This was published under the 2010 to 2015 Conservative and Liberal Democrat coalition government
From the Prime Minister's spokesperson on: bankers' bonuses, tube strikes and fuel prices.
Asked if the Prime Minister would look more favourably on the idea of returning to the status quo if the banks started lending again, the Prime Minister’s Spokesman (PMS) said that the Prime Minister had made the point before that banks were there to support the economy and support businesses through lending, and we wanted to see them do that. This was part of the discussion ongoing between the Treasury and the banks.
Asked if the Prime Minister thought that RBS should have the lowest bonus pool of any major UK bank, the PMS said that the Prime Minister had said over the weekend that RBS should not be leading the way, they should be a back-marker. There was a discussion underway between UK Financial Investments (UKFI) who represented the taxpayer and RBS, when that was concluded there would be an announcement from the company.
Asked if the Government took a role in looking at individual bankers’ bonuses, the PMS said that there was a discussion between UKFI and the bank. This year there were new Financial Services Authority (FSA) rules, which weren’t in place last year. For example, last year there was a discussion around ensuring that RBS bonuses were paid predominantly in shares and that there was deferral and claw back. Those things were now in the regulations the FSA had put in place.
Asked what the position was on bonus tax/bank levy, the PMS said that the Chancellor had said that we would set policy to achieve the maximum sustainable revenue from the financial services sector. When the bonus tax was introduced it was a one-off, and this Government had decided to introduce a bank levy.
Asked when the discussions between the Treasury and the banks would conclude, the PMS said there were two things happening: one was a discussion between the Treasury and the banks, which included issues such as lending, and the other was a separate discussion between UKFI (on behalf of the Treasury and the taxpayer) with the banks in which we had a stake.
Asked if UKFI would be talking to Lloyds, the PMS said yes, but Lloyds was a slightly different type of bank to RBS as it didn’t have the same big investment bank.
Put that the Prime Minister had said that he expected certain things from banks but at the same time didn’t want to micromanage them, the PMS said that the Prime Minister was saying that there were a number of different issues that needed balancing.
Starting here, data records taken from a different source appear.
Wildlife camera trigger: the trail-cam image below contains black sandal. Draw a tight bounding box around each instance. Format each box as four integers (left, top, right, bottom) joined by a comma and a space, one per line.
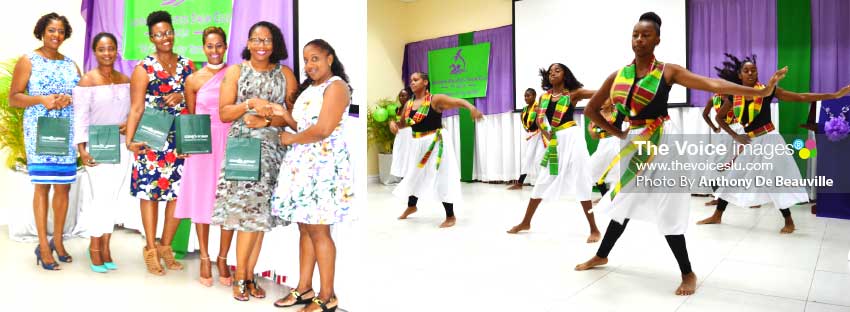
274, 288, 316, 308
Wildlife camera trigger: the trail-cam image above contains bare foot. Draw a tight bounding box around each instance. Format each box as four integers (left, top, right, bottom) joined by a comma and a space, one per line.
676, 272, 697, 296
779, 220, 795, 234
576, 255, 608, 271
440, 217, 457, 228
398, 206, 417, 220
697, 213, 721, 224
587, 231, 602, 244
508, 223, 531, 234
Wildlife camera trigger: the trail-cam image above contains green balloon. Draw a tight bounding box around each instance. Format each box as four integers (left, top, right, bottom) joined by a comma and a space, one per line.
372, 107, 389, 122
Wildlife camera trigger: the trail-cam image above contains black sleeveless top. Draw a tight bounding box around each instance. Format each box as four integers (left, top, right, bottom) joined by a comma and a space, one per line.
410, 102, 443, 132
546, 95, 575, 125
617, 76, 673, 120
729, 89, 776, 132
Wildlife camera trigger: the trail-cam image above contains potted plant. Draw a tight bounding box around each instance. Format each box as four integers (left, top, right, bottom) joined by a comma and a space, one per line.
0, 58, 81, 241
366, 98, 399, 184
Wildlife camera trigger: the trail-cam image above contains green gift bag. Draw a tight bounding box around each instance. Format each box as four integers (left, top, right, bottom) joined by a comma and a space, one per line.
133, 107, 174, 151
88, 125, 121, 164
224, 138, 260, 181
174, 115, 212, 154
35, 117, 71, 156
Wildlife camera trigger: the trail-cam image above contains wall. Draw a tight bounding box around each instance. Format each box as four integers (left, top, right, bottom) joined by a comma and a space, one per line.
363, 0, 512, 176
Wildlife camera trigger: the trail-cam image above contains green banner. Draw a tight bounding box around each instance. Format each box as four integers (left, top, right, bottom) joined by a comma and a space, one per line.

For example, as a significant shareholder we had an interest in the way RBS managed itself and set pay policy. Equally, we didn’t want to get into a situation where we were managing that bank from Whitehall, because in time we wanted to see banks such as RBS return to the private sector.
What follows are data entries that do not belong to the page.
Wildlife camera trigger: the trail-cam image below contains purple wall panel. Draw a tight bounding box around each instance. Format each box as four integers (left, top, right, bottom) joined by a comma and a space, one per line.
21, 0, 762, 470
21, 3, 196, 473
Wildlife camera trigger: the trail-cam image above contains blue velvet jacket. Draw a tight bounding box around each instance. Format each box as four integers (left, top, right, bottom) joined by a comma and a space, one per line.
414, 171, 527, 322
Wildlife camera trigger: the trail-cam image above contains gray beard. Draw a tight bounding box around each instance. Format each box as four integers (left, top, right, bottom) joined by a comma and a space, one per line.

Put that stakes could be used to effect a cultural change, the PMS said that there was a process established as to how we would deal with this, which was the same as last year.
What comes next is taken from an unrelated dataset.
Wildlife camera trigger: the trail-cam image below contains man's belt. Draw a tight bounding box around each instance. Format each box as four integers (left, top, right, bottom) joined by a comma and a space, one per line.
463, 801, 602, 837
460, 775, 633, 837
Put that the last government kept these banks at a distance and would sell them off at the right time, the PMS said that that was this Government’s policy, and that’s what the Prime Minister had meant when he said he would not micromanage the banks; we were not going to write individual loans and we were not going to set pay for individual members of staff, because we thought they were best managed at arm’s length from Government.
Asked why the Government didn’t bring in legislation to bring about better transparency in banks, the PMS said that the matter was still being looked at. Before Christmas the Chancellor wrote to EU colleagues about our proposals, and it was something we were still looking at.
Asked if it needed to be done at an EU level, the PMS said that David Walker did a review for the Government and came up with some recommendations. The Chancellor wrote to EU colleagues following on from those recommendations.
Asked what the Prime Minister thought about ASLEF’s plans to strike on the day of the Royal wedding, the PMS said that it was a cynical move to undermine a day of national celebration.
Put that there was confusion about the Prime Minister’s position on fuel prices, the PMS said that there was no confusion; the Prime Minister had asked the Treasury to look at this issue. The Treasury made policy decisions on tax at the time of the Budget.